What is the annual cost of regulations for America?
The short answer is that no one knows for sure. The officially reported regulatory costs as reported by the Office of Management and Budget (OMB) total up to $128.7 billion. But the real costs of regulation is impossible since, as the Nobel-winning economist James Buchanan said, “Cost cannot be measured by someone other than the decision-maker because there is no way that subjective experience can be directly observed.”
Still, we can attempt to estimate the costs based on factors that can be measured. Clyde Wayne Crews Jr. of the Competitive Enterprise Institute provides an example of such an estimate. His findings:
[T]he non-tax cost of government regulation of and intervention in the economy, without performing a sweeping survey, appears to total up to $1.882 trillion annually. Give or take. But probably give; See the pie below: Here are some numbers, but the most interesting ones are probably missing.

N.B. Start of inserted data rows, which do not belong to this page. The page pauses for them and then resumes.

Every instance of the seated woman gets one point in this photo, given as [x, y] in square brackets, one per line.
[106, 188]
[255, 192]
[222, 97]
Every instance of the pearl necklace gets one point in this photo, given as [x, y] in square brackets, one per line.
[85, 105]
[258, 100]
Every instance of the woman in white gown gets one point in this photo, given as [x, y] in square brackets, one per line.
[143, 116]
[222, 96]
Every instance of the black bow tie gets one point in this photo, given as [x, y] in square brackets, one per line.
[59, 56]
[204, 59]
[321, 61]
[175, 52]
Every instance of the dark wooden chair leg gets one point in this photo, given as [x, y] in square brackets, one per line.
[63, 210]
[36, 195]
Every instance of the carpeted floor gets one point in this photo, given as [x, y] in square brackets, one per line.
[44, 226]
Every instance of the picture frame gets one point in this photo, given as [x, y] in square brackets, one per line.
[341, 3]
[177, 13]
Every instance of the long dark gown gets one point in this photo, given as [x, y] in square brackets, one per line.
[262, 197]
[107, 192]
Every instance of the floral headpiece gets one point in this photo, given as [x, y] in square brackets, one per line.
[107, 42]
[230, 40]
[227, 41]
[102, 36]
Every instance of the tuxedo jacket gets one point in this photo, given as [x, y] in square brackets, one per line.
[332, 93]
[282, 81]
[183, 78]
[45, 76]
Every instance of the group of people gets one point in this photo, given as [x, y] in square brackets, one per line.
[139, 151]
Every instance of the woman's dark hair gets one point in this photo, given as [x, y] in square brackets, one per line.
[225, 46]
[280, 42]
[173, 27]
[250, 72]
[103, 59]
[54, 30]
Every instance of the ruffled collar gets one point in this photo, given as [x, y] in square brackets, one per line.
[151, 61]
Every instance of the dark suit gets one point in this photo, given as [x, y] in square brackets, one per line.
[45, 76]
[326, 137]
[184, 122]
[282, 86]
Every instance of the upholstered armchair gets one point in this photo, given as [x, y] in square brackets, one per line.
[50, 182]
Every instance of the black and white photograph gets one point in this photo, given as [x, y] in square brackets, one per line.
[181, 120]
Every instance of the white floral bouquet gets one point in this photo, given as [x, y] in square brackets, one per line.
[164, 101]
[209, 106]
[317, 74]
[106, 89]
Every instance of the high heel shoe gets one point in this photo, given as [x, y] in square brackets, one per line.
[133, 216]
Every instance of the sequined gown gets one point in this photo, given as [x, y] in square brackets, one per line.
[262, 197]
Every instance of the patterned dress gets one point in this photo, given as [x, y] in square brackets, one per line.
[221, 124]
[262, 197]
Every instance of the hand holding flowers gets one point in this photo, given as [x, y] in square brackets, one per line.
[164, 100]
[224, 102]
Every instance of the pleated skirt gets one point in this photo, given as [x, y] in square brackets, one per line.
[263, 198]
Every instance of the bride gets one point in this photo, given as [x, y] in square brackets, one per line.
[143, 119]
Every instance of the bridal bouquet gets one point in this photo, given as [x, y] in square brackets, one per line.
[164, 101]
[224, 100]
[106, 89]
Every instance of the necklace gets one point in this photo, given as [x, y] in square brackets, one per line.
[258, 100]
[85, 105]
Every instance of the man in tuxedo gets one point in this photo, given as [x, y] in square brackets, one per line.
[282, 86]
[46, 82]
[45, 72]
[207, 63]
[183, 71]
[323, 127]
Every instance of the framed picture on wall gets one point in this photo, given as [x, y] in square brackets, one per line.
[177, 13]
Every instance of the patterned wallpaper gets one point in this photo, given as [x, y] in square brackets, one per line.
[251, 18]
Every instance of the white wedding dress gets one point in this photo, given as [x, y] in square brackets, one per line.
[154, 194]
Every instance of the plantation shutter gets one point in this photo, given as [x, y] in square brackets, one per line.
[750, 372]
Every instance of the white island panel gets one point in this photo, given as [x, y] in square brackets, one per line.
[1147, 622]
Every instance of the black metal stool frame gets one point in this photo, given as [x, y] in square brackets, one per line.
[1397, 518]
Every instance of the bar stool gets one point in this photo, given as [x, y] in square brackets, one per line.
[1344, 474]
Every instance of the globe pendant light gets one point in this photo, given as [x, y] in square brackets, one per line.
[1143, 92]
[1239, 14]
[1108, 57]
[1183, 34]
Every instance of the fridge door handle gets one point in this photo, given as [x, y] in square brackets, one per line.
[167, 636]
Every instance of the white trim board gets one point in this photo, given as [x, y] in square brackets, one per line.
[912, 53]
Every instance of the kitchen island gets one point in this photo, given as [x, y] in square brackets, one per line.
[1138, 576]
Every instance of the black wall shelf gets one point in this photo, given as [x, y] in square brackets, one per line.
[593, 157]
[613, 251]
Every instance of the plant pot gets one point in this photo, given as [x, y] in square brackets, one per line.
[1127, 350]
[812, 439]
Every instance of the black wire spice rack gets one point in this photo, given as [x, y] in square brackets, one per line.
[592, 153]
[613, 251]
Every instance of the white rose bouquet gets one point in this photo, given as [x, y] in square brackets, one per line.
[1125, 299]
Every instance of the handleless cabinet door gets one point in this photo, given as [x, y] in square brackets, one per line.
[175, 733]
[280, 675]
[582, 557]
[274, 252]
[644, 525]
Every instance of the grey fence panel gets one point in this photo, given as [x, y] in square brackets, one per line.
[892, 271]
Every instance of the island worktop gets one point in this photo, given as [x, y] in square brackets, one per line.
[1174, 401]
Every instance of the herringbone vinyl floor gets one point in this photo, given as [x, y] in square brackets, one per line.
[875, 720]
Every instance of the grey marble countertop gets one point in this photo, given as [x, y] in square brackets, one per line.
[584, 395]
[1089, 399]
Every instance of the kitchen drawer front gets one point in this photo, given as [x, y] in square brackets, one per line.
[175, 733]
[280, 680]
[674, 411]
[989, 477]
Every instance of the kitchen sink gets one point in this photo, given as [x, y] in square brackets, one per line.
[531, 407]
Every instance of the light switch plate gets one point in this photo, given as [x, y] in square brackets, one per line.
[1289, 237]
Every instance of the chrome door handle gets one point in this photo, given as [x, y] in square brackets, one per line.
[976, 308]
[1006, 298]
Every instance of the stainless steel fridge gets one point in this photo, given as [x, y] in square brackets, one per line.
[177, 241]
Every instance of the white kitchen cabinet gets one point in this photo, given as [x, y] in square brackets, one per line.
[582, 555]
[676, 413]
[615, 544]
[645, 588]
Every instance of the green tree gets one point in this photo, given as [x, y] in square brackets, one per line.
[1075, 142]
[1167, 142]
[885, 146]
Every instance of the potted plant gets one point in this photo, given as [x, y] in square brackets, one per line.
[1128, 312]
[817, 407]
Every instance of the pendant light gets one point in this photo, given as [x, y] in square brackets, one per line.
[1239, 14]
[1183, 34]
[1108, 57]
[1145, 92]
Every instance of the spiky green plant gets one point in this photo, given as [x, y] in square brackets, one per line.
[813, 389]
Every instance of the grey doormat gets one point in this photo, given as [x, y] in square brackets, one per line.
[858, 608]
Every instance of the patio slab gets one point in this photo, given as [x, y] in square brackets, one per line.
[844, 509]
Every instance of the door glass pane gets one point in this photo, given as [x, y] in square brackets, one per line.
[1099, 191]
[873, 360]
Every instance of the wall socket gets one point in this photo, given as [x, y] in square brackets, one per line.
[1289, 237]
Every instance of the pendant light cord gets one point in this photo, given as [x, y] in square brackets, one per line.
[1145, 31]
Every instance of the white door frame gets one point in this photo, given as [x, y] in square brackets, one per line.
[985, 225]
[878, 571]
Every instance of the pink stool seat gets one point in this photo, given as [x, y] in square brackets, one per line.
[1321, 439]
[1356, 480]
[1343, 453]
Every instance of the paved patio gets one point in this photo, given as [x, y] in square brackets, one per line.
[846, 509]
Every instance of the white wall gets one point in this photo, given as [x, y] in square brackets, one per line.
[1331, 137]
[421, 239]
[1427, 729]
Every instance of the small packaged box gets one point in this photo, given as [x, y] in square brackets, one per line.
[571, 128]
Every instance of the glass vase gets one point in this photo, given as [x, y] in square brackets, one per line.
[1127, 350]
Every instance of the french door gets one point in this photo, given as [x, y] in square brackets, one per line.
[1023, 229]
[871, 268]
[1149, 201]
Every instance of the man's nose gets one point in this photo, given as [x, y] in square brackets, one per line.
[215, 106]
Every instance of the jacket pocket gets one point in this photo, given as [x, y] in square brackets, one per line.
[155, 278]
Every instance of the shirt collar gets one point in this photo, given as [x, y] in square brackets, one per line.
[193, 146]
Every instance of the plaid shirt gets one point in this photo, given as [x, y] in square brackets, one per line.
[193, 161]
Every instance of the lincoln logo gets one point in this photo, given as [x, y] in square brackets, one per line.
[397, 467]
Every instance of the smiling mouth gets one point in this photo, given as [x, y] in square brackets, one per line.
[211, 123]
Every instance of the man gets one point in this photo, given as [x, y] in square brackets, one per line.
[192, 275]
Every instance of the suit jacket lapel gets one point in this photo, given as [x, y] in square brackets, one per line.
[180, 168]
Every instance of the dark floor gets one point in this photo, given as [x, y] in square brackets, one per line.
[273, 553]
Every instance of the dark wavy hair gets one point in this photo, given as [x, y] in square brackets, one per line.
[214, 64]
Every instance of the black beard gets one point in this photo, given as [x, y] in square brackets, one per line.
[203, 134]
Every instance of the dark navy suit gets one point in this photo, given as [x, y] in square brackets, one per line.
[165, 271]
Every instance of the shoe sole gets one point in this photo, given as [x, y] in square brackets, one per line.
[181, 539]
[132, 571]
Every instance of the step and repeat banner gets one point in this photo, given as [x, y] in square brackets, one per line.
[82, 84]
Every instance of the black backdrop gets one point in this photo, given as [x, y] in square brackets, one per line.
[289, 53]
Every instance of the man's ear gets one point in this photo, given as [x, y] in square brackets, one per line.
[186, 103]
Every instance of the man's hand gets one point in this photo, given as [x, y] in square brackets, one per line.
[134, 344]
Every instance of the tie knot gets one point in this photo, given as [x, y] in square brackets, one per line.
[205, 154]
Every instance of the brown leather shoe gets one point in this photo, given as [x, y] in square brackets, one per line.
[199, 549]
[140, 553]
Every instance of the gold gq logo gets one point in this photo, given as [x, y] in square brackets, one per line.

As Crews notes, this is costs that is in addition to the cost of funding the federal government:
Again it is important to clarify that these regulatory compliance costs and costs of intervention are non-budgetary; that is, they are not what the federal government spends, or its outlays; they are an amalgam of what the private sector spends on regulatory compliance, estimated economic impacts of rules, some indirect costs (not much here), as well as some undifferentiated component that consists of unfunded mandates on states and lower level governments.
How much government regulation is necessary for legislative compliance that leads to human flourishing is a question open for debate. But the American people deserve to know what those costs are so that we can decide if it’s worth the price.